Daha önce hiç oyunculuk tecrübesi bulunmayan Edward Furlong, bu duruma rağmen Linda Hamilton ve Arnold Schwarzenegger karşısında akılda kalıcı bir performans sergiliyor. Yüzlerce adayın arasından sıyrılarak rolü alan Furlong, cast yönetmeni Mali Finn tarafından Pasadena Kulübü’nde keşfedilmiş. Çekimleri 171 gün süren filmde ergenliğe giren Furlong, sesi değişmeye başlayınca filmden sonra seslendirmeyi yeniden yapmak zorunda kalmış. Tıpkı Linda Hamilton gibi Edward Furlong da Terminator 2’den sonra birkaç filmi (Before and After, Pecker, American History X…) saymazsak aynı başarıyı yakalayamadı. Kariyere zirvede başlamanın en kötü yanı bu olsa gerek.

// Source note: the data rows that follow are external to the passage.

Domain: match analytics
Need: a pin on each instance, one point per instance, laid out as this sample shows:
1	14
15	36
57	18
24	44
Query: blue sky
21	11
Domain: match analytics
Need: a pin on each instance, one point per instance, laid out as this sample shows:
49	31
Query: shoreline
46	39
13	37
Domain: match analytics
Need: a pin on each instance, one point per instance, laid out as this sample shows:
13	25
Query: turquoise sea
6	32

Terminator 2’den bahsedip Todd – Janelle Voight, Miles Bennet Dyson ve tabi ki Dr. Silberman’dan bahsetmemek olmaz. Her bir karakter filmde çok az görünmelerine rağmen bulundukları sahneler zihnimize kazınmıştır.
Özellikle Dr. Silberman’ın ilk filmdeki rolünü yeniden canlandırması iki filmin birbiriyle olan bağlantısını güçlendiren bir etken olmuştur.

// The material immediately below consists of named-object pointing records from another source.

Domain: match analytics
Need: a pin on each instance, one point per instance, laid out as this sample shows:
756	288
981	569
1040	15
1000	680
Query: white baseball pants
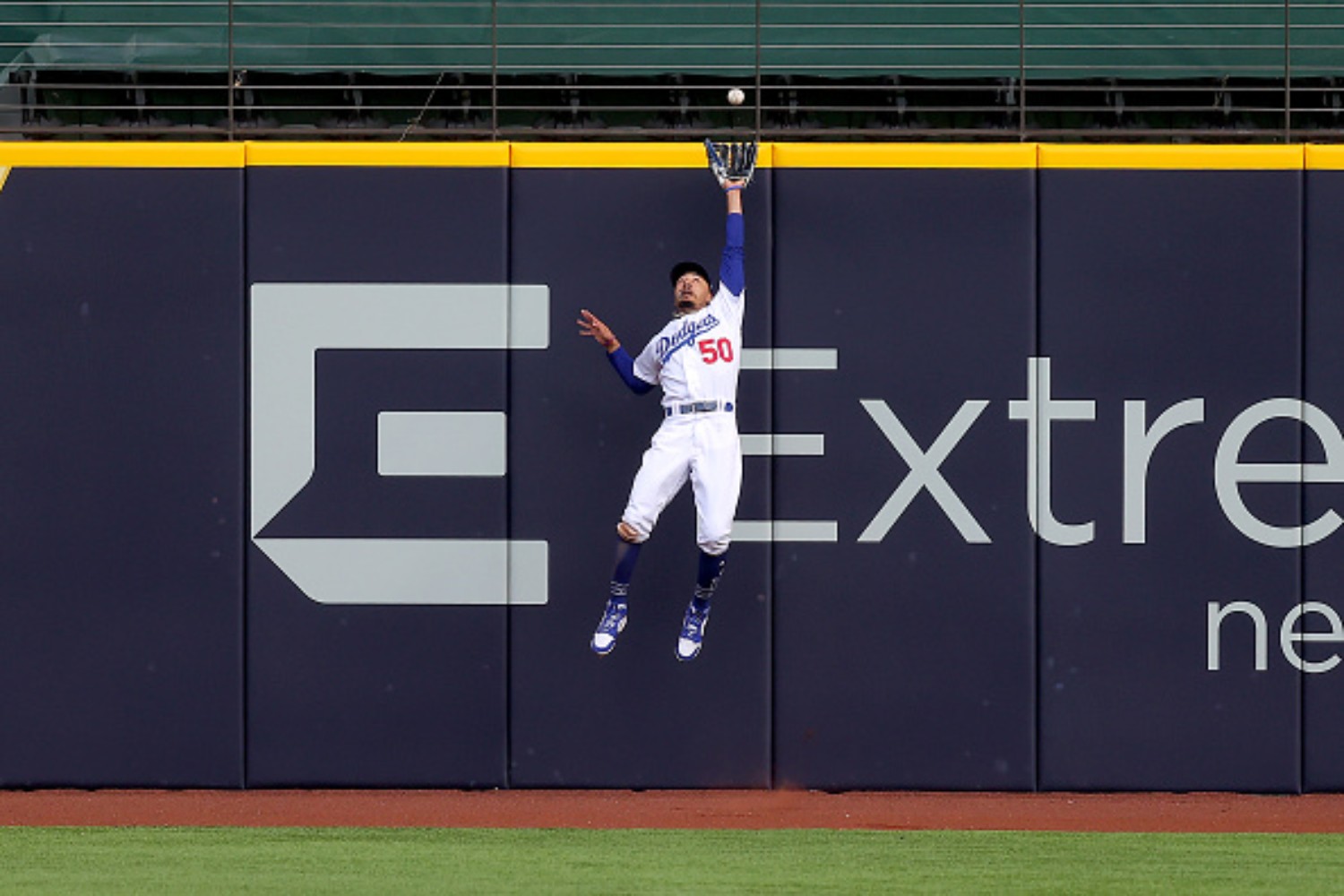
702	447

İlk filme nazaran “Kader yok” vurgusunun daha belirgin olduğu Terminator 2: Judgement Day’de Cameron yalnızca filmin efektleriyle değil, öykü anlatımı ve karakterizasyon konusundaki ustalığıyla da izleyicileri hoşnut etmiştir. Bir röportajında filmdeki amacının izleyicilerin Terminator için ağlamasını sağlamak olduğunu söyleyen yönetmen, bunun sinematik anlamda büyük bir meydan okuma olduğunu ve filmi aslında bunun için yaptığını dile getirmiştir.

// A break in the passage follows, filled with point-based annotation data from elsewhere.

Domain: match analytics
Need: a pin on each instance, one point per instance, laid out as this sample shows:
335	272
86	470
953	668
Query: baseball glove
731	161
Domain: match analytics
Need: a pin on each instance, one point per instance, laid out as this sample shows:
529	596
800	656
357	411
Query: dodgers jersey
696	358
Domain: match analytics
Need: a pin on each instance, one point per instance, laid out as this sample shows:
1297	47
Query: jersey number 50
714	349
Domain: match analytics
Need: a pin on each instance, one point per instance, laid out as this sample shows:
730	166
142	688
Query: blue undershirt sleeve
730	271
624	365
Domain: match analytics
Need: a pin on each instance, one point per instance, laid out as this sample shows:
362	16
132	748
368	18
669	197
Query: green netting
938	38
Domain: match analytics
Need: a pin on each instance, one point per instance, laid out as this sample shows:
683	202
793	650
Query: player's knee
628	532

Bu amacına ulaştığını, filmi izlediğimizde kolayca anlayabiliyoruz. Sadece işiyle ilgilenen duygusuz bir adam, çocuğunu korumayı saplantı haline geirmiş üşütük bir kadın ve ergenliğinin baharında olan sorunlu bir çocuktan oluşan bu üçlüyü, birbiriyle devamlı çatışan ancak tehlike anında birbirini kollayan bir çekirdek aile gibi düşünmek çok da uzak gelmiyor.
Kısacası Terminator 2: Judgement Day, herkesin tekrar tekrar izlemesi gereken, yalnızca bilimkurgu değil sinema tarihinin en etkileyici filmlerinden biridir.